The 1966 film Batman: The Movie was shot between the first and second seasons of the television show. It used the same sets as the TV show, the same characters, costumes, the same story formula, and — most importantly — adopted the same tonal jiu-jitsu: high silliness executed with grave seriousness.
The film differed from the TV show in small ways, however: Julie Newmar had a scheduling conflict, so Lee Meriweather stepped into the sparkly catsuit. The bigger budget allowed Batman to trick himself out with a Batcyle, Batcopter and Batboat.
The film premiered at Austin’s Paramount Theatre on July 30, 1966. (Why Austin? The Batboat was reportedly built by an Austin-based company who got the studio to agree to hold its red-carpet premiere there.)
The film was a moderate success, making a little over over $2 million, not quite twice its budget. But the studio had expected more, because the country had spent the spring of 1966 in the grip of a fervid Batmania.

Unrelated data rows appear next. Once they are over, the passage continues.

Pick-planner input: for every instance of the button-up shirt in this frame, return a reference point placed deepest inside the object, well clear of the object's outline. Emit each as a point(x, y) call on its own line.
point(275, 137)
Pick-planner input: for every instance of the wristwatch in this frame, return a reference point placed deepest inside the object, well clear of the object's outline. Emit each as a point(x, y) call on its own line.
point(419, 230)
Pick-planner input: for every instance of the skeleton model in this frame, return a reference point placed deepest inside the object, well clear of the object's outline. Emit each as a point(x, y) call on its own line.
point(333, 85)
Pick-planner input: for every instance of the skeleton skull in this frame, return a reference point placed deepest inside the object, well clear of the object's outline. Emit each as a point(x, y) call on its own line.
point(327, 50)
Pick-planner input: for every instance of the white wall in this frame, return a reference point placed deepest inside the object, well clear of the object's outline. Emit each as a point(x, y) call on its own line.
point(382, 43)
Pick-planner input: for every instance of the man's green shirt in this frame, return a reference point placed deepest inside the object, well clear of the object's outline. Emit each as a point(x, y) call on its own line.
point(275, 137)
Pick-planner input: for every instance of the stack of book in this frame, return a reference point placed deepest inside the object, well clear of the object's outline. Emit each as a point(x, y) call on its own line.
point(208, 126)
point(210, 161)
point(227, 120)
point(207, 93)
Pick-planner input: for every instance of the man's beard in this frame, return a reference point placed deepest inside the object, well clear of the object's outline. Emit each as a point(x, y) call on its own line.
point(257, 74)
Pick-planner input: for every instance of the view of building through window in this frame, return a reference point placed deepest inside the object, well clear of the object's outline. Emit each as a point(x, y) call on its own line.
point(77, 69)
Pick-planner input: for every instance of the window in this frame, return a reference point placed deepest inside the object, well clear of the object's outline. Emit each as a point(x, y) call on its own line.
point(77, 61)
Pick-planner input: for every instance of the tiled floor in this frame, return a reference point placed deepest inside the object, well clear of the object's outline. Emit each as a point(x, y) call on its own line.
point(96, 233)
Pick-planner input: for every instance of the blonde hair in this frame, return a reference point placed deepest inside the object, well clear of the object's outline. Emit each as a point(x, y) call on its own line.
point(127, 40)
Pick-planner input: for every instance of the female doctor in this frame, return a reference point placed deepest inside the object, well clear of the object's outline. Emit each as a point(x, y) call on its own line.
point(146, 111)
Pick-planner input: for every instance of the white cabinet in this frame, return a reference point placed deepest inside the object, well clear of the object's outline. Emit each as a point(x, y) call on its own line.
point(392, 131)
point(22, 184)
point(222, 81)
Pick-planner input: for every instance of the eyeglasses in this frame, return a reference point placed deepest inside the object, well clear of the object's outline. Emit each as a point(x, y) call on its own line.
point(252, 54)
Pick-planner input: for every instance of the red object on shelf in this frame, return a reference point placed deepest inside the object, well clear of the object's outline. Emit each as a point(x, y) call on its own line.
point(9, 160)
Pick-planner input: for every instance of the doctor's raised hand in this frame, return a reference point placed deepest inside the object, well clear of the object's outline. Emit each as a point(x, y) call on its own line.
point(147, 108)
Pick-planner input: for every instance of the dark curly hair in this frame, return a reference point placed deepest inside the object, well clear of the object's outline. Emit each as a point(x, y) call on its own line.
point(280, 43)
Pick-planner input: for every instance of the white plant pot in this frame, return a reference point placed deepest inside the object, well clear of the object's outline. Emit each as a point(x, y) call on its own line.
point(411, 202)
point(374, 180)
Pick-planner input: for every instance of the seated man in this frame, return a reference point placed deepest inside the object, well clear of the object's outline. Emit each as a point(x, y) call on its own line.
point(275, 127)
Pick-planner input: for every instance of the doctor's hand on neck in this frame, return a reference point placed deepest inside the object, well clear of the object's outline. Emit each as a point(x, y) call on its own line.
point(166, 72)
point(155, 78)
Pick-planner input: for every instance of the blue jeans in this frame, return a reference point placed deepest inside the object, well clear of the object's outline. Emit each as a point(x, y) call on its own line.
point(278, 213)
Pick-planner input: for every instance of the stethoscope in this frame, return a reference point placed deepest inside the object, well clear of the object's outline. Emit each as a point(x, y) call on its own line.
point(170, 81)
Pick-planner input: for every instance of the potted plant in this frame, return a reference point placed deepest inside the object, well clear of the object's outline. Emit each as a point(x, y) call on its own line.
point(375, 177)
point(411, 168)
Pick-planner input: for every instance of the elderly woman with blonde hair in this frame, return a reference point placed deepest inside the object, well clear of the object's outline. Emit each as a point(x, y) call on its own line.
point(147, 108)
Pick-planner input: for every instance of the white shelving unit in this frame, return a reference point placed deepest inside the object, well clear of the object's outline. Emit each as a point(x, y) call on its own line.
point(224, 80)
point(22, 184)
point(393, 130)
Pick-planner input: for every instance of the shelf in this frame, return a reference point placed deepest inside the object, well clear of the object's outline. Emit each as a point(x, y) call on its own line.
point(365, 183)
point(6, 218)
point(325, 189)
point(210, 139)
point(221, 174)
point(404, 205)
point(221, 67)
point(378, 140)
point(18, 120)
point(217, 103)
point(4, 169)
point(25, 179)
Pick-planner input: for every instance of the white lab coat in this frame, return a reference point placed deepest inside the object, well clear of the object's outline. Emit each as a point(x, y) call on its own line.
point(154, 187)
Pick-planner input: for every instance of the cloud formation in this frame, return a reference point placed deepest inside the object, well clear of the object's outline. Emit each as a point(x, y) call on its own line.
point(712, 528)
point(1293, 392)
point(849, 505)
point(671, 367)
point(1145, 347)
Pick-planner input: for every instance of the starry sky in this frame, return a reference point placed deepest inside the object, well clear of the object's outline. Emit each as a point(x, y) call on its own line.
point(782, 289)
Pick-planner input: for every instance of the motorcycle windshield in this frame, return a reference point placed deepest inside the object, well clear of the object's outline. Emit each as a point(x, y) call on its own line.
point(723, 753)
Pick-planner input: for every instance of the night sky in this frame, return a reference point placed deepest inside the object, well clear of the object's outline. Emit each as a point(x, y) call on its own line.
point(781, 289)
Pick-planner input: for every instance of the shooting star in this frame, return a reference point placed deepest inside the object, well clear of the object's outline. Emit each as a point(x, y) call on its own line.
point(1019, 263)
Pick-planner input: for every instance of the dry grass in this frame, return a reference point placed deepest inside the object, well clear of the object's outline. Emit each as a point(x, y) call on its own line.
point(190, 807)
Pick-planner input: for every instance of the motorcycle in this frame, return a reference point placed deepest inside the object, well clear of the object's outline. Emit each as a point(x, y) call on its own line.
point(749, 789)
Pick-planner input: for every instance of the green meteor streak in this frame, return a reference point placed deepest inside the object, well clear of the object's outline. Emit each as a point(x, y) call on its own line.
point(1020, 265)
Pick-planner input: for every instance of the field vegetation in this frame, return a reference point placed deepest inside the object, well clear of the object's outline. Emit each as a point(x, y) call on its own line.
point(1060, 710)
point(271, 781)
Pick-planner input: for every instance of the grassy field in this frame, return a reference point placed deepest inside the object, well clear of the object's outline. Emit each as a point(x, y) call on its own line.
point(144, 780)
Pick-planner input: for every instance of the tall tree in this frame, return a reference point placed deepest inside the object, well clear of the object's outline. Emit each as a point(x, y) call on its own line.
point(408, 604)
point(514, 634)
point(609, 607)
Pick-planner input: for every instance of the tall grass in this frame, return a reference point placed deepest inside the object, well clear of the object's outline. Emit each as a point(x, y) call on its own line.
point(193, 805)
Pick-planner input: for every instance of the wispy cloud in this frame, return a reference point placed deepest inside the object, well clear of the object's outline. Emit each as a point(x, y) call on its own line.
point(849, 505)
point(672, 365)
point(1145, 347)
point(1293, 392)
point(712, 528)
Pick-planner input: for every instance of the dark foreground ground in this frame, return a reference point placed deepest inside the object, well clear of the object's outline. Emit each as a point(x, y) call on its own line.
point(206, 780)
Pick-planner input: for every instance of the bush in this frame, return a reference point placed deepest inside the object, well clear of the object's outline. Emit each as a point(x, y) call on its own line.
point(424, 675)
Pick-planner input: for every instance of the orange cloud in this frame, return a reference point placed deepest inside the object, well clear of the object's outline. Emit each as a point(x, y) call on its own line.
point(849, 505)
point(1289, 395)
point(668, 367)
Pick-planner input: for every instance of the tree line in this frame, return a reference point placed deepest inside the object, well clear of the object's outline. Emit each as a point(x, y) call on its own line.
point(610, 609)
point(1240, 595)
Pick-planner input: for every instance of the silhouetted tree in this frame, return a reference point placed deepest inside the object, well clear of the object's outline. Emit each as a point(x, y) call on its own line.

The launch of the show back in January had arrived at exactly the right cultural moment. The Pop-Art movement prized anything that was slick, colorful, and mass-produced; Susan Sontag’s “Notes on Camp” essay, published two years before, had had enough time to filter down from academia into the mainstream. The nation was also in the habit of looking to television for frothy, high-concept diversions like My Favorite Martian, Bewitched, and The Munsters.